Assuming an energy cost of $0.15 per kilowatt hour and daily illumination for eight hours, the annual energy savings in this 40-light competitive pool would be approximately $4,415.00 if all 40 lights were switched over to LEDs. That’s pretty remarkable.
It’s often argued that the savings with LEDs are erased by the initial cost of these lights. Where a typical 300-watt incandescent bulb costs about $45, the average 40-watt LED kit costs about $225 -- approximately five times as much. But even so, the return on investment with LEDs is swift: With each one saving an average of $110 per year, each LED pays for itself in less than two years – and those gross savings are multiplied for every LED installed in the pool.
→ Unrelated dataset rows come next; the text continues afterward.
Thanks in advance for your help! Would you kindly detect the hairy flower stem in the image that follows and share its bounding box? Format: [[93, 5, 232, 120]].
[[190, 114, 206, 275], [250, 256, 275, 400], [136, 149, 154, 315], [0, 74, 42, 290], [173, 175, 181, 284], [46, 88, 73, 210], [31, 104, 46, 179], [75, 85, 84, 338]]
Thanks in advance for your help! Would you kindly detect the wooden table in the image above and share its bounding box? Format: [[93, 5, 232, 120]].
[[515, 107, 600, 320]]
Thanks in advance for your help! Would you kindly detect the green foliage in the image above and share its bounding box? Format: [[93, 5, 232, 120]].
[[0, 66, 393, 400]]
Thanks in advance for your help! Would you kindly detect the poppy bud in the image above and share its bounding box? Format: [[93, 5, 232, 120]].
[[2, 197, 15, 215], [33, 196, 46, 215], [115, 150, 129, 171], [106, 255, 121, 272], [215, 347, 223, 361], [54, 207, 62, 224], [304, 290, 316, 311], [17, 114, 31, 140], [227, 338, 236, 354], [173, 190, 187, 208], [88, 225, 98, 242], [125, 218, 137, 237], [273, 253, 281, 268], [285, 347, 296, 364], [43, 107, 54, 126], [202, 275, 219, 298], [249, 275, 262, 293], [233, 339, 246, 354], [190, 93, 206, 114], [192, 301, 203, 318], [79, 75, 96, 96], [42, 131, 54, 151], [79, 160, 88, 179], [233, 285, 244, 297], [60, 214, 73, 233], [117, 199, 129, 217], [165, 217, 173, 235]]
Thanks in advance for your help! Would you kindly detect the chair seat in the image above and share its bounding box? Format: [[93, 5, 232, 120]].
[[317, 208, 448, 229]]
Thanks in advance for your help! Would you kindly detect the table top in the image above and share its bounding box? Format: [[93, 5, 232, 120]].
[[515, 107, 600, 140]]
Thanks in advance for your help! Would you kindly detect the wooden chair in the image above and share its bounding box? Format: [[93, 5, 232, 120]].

At the start of this article, I suggested that there were benefits associated with LED lighting that went beyond the savings in energy costs. These have mostly to do with maintenance and the ongoing expense involved in physically accessing lighting fixtures and replacing their bulbs.
If a facility uses incandescent lights for eight hours a day, 365 days a year, each bulb will need to be replaced at some point during the year, as these bulbs have service lives of approximately 2,000 hours. That would be fine if the bulbs each had exactly the same service life and burned out at the same time, but that’s never the case. In fact, one or maybe two lights will go bad at a time, creating dark spots in the pool that are both unsightly and unsafe.
LEDs last ten to fifteen times as long as incandescent bulbs, so these service cycles – and the labor involved in light replacement – are spread out across a few years rather than several months.
Adding to the savings is the fact that it’s typically easier to replace an LED light than it is an incandescent one. This is so because the much-higher operating temperature of incandescents often has a damaging effect on a lighting fixture’s gasket, making it harder to remove and replace. With LEDs and their lower operating temperatures, the silicone gaskets used in some models become damaged and need replacement far less often – a savings in both parts and labor.
Thus, a process with incandescent lamps that can take a half hour and sometimes involves draining the pool down below fixture level (if the cord is too short to bring the light to the deck) takes just minutes with LED lights – no draining required. And these tasks can generally be handled by the facility’s staff, saving additionally on the costs often involved with bringing in professional service technicians to deal with more elaborate replacement tasks.
KEEPING UP APPEARANCES
There’s one point I haven’t mentioned so far, and that’s the quality of the light cast by LEDs relative to incandescent lamps. Today’s LEDs produce light with a high color temperature when compared to standard bulbs, and their “bluer” light penetrates the water better, yielding higher brightness readings.
And there’s a difference that doesn’t show up on light meters: The human eye is dark-adapted and perceives light with a higher color temperature as being brighter and more desirable in aquatic environments. The sense this offers is that the water is clearer and easier to see through – and that an indoor space in particular is brighter and more inviting as well.
It’s another case where a new technology has come of age and is ready for owners and operators to put to use in improving their aquatic facilities. And it can’t hurt that they’ll save a great deal of working capital in the process!